Methods: We performed a histomorphometric analysis of specimens from 53 biopsy and 7 autopsy cases (0.5 to 23 years of age), with single ventricle physiology. Twenty-eight cases were treated with a bidirectional Glenn shunt (BDGS) and 32 cases were treated by means of total cavopulmonary connections (TCPC) with or without fenestration, on the basis of the clinical and hemodynamic findings. To evaluate the medial thickness of small pulmonary arteries (SPAs), we used a measurement, D(R = 100 microm), that is unaffected by various degrees of vasoconstriction of the media or the age of the patients and that is representative of all SPAs in a section.
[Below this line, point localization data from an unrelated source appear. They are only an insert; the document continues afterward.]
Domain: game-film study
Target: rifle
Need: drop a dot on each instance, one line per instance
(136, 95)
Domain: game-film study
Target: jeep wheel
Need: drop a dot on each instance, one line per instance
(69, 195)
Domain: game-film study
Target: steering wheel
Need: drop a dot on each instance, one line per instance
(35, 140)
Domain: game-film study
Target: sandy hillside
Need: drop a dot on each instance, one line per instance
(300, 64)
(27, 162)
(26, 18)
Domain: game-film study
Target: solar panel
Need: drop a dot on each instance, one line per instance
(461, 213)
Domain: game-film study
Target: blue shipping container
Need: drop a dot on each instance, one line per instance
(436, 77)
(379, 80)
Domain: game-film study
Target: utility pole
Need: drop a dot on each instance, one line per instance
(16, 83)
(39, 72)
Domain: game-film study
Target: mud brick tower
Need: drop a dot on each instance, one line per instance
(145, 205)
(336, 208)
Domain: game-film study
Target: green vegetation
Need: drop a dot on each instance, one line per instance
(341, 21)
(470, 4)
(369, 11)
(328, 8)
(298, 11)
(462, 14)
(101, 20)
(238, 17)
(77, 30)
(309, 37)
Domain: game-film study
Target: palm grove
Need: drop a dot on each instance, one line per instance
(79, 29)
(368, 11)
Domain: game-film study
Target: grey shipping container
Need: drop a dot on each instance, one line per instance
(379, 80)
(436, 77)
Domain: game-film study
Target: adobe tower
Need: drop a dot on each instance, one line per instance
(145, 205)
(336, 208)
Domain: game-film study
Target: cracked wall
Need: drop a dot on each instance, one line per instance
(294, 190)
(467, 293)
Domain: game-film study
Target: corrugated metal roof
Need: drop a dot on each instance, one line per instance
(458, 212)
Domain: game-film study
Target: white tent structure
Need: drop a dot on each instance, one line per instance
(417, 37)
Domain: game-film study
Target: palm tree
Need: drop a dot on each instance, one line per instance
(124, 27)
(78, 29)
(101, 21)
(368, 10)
Other variables, such as intimal lesions, SPA density, and the percentage of vessels containing a thrombus, were also measured.
Results: There was a significant difference in D(R = 100 microm) values between the BDGS cases with good and bad outcomes at p = 0.0007 (8.9 +/- 2.4 versus 13.4 +/- 1.9 microm), and the cutoff point for the success of BDGS was 13.7 microm. The same was true of the TCPC cases at p less than 0.0001 (8.4 +/- 1.7 versus 14.7 +/- 1.5 microm), and the cutoff point was 11.6 microm. There were no significant differences in other histomorphometric variables. Investigation of the relationship to hemodynamic data revealed a correlation between D(R = 100 microm) and mean pulmonary artery pressure at p = 0.028. There were no statistically significant correlations between other variables.
Conclusions: The study revealed marked differences in D(R = 100 microm) values between patients with good and bad outcomes and provided D(R = 100 microm) cutoff points for BDGS and TCPC. In some cases, there were discrepancies between the results of the preoperative hemodynamic data and of the histomorphometric analysis; and because some patients were wrongly assessed based on clinical and hemodynamic criteria, histomorphometric study might be a useful method of supplementing the variety of clinical data used to determine the indications for this operation.